If the L21 subforum here wasn't so slow, I would probably never post in threads like this one.

MitchellSince1893
04-01-2017, 08:52 PM
Reading through Chapter 10 of Jean Manco's Ancestral Journeys and came across this section at the end of the chapter


The Isle of Thanet on the southeastern tip of England was probably an early landing site for Copper Age arrivals...Thanet has an outstandingly dense distribution of Bronze Age burials. Overlooking Pegwell Bay, an number of round barrows stand on the highest point of coastline where they could be seen from out at sea. The location was probably chosen to ensure that key figures among Copper Age arrivals would not be forgotten. As often found elsewhere, later burials cluster close to one off these barrows.
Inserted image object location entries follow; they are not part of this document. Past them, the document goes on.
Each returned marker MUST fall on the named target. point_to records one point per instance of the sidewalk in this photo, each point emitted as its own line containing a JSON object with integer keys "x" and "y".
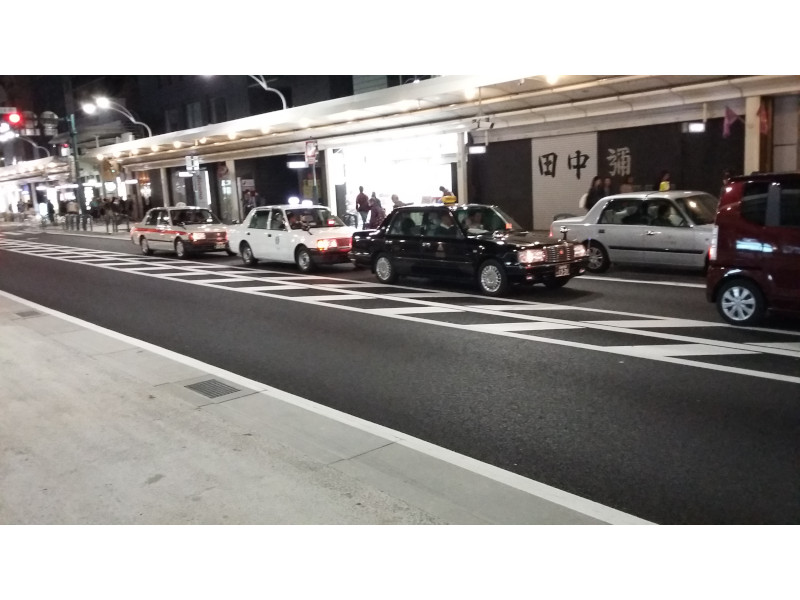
{"x": 99, "y": 428}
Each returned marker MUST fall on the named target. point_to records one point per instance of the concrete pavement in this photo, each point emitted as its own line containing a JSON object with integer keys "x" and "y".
{"x": 100, "y": 428}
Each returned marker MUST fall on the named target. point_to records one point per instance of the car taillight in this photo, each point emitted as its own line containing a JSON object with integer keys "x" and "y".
{"x": 712, "y": 249}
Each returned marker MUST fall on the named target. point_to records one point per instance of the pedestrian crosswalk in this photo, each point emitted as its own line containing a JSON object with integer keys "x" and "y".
{"x": 701, "y": 344}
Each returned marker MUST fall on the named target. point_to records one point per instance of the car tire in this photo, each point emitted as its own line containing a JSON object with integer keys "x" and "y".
{"x": 247, "y": 255}
{"x": 303, "y": 260}
{"x": 556, "y": 282}
{"x": 180, "y": 249}
{"x": 598, "y": 258}
{"x": 384, "y": 269}
{"x": 740, "y": 302}
{"x": 492, "y": 278}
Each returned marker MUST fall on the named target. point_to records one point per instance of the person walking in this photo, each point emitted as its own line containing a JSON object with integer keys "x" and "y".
{"x": 376, "y": 212}
{"x": 664, "y": 184}
{"x": 362, "y": 206}
{"x": 595, "y": 192}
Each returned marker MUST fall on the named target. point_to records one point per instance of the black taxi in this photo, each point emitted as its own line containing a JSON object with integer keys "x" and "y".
{"x": 475, "y": 241}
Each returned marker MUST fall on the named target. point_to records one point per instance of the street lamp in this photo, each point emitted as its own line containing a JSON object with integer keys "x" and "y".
{"x": 104, "y": 103}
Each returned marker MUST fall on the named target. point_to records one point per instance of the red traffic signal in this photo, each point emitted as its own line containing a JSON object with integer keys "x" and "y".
{"x": 14, "y": 119}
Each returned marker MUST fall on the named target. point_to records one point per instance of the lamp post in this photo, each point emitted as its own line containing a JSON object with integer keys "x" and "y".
{"x": 263, "y": 83}
{"x": 104, "y": 103}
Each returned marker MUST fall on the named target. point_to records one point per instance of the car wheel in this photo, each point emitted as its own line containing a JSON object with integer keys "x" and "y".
{"x": 492, "y": 278}
{"x": 384, "y": 269}
{"x": 180, "y": 248}
{"x": 303, "y": 259}
{"x": 145, "y": 246}
{"x": 740, "y": 302}
{"x": 247, "y": 255}
{"x": 556, "y": 282}
{"x": 598, "y": 258}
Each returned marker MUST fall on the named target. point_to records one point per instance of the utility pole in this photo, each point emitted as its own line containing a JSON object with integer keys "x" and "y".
{"x": 75, "y": 169}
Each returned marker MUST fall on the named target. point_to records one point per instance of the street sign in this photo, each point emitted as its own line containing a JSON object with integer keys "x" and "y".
{"x": 311, "y": 152}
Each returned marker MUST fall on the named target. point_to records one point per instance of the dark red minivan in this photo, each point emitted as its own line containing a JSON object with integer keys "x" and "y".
{"x": 754, "y": 259}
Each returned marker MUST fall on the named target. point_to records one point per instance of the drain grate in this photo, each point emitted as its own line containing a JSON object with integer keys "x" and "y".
{"x": 29, "y": 313}
{"x": 212, "y": 388}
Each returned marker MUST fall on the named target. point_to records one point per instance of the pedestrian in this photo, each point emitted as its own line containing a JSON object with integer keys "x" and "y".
{"x": 627, "y": 185}
{"x": 595, "y": 192}
{"x": 607, "y": 191}
{"x": 247, "y": 202}
{"x": 448, "y": 197}
{"x": 376, "y": 212}
{"x": 362, "y": 206}
{"x": 664, "y": 183}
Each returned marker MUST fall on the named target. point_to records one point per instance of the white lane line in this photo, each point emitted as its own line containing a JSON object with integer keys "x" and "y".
{"x": 677, "y": 350}
{"x": 793, "y": 346}
{"x": 655, "y": 323}
{"x": 643, "y": 281}
{"x": 409, "y": 310}
{"x": 532, "y": 306}
{"x": 579, "y": 504}
{"x": 342, "y": 296}
{"x": 532, "y": 326}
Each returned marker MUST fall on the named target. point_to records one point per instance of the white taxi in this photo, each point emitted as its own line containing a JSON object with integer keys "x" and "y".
{"x": 181, "y": 229}
{"x": 305, "y": 235}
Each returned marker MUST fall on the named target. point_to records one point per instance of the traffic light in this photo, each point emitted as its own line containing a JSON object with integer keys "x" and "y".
{"x": 14, "y": 120}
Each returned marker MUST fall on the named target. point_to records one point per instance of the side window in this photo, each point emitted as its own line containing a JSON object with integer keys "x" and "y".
{"x": 790, "y": 204}
{"x": 754, "y": 201}
{"x": 407, "y": 223}
{"x": 259, "y": 220}
{"x": 276, "y": 220}
{"x": 661, "y": 213}
{"x": 623, "y": 212}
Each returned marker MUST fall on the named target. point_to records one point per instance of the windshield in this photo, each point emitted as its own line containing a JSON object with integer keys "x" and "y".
{"x": 195, "y": 217}
{"x": 312, "y": 217}
{"x": 485, "y": 219}
{"x": 702, "y": 208}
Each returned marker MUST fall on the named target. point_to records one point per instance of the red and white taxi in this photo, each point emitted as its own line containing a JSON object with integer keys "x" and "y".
{"x": 305, "y": 235}
{"x": 184, "y": 230}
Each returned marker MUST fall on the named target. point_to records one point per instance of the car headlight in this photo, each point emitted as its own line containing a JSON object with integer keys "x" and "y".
{"x": 323, "y": 245}
{"x": 530, "y": 256}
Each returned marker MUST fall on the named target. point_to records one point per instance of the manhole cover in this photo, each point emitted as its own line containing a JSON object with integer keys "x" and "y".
{"x": 212, "y": 388}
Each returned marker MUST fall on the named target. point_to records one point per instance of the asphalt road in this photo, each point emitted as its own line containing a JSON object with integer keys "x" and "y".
{"x": 591, "y": 408}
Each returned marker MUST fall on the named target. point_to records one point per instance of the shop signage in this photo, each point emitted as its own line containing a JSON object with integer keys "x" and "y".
{"x": 311, "y": 152}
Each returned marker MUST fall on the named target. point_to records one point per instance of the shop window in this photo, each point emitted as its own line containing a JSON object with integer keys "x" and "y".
{"x": 194, "y": 115}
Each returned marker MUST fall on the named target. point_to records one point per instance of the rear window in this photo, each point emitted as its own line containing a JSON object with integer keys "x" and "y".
{"x": 702, "y": 208}
{"x": 790, "y": 205}
{"x": 754, "y": 201}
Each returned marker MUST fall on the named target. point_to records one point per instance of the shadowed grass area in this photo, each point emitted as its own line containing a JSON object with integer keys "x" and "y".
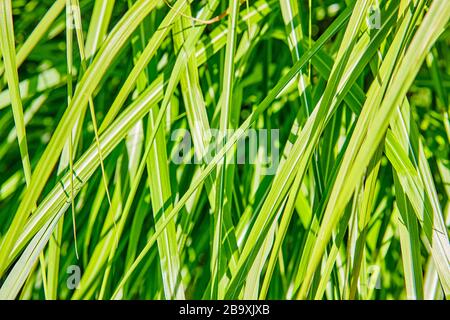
{"x": 215, "y": 149}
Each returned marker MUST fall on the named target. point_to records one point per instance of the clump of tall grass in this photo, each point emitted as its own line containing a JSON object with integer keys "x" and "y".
{"x": 212, "y": 149}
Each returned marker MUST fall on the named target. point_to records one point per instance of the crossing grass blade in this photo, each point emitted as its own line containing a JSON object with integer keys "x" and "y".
{"x": 332, "y": 184}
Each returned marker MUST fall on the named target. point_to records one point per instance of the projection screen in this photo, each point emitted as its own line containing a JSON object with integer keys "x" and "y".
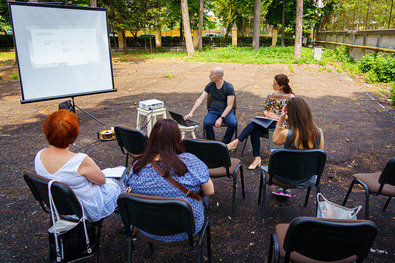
{"x": 62, "y": 51}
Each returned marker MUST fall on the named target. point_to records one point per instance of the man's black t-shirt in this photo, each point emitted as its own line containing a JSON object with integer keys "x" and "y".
{"x": 220, "y": 96}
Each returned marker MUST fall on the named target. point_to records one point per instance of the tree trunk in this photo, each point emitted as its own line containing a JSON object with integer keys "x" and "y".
{"x": 187, "y": 27}
{"x": 283, "y": 25}
{"x": 298, "y": 29}
{"x": 257, "y": 24}
{"x": 181, "y": 33}
{"x": 115, "y": 42}
{"x": 125, "y": 44}
{"x": 200, "y": 33}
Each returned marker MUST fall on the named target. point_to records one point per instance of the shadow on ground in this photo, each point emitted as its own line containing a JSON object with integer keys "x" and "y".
{"x": 359, "y": 137}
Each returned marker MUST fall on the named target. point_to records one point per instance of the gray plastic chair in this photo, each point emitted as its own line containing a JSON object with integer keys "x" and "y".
{"x": 380, "y": 183}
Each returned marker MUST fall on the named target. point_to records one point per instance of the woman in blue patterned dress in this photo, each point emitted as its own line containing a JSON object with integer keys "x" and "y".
{"x": 164, "y": 146}
{"x": 274, "y": 104}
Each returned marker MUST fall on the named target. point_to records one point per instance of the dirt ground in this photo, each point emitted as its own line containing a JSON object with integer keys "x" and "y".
{"x": 359, "y": 132}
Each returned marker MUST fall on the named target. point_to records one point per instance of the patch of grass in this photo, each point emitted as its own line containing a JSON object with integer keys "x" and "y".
{"x": 15, "y": 75}
{"x": 291, "y": 68}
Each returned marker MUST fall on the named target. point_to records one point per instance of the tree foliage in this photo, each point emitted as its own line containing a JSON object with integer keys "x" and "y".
{"x": 311, "y": 14}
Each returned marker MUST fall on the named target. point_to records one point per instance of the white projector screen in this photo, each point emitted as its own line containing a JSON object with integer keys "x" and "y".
{"x": 62, "y": 51}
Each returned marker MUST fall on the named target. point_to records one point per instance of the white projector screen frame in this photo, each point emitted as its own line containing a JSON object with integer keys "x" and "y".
{"x": 62, "y": 51}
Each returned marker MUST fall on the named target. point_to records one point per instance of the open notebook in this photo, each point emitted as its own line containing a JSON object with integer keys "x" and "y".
{"x": 273, "y": 146}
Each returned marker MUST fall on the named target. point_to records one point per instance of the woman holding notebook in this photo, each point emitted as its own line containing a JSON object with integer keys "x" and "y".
{"x": 301, "y": 134}
{"x": 272, "y": 108}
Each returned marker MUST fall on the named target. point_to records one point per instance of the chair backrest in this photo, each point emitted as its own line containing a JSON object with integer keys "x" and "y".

This later cemetery was used from the Late Bronze Age through Middle Iron Age. Isotopic analysis revealed where these people came from. Of the 22 skeletons tested, eight were local, seven were from Scandinavia, and five from southwest Iberia. Interestingly the earliest phase was the most mixed: local, Norse and Iberian.
Late Bronze Age-1300 to 700 BC. Middle Iron Age 400 to 100 BC.

I figured this had been discussed at anthrogenica.com and found this old thread.

Appears this cemetery with over 1/3rd samples from Scandinavia and almost a quarter from Iberia was written off as an oddity, and not typical. Will be interesting to see if the new Bell Beaker changes this view in any way.

rms2
04-01-2017, 09:17 PM
Of course, that's after the Bell Beaker period, so I'm not sure how much impact the big paper we're waiting will on have on understanding those Thanet burials, unless some of the British Bell Beaker people turn out to be U106 or have some connection to Scandinavia, which I think is doubtful. But who knows? Sometimes I wonder if we ever will.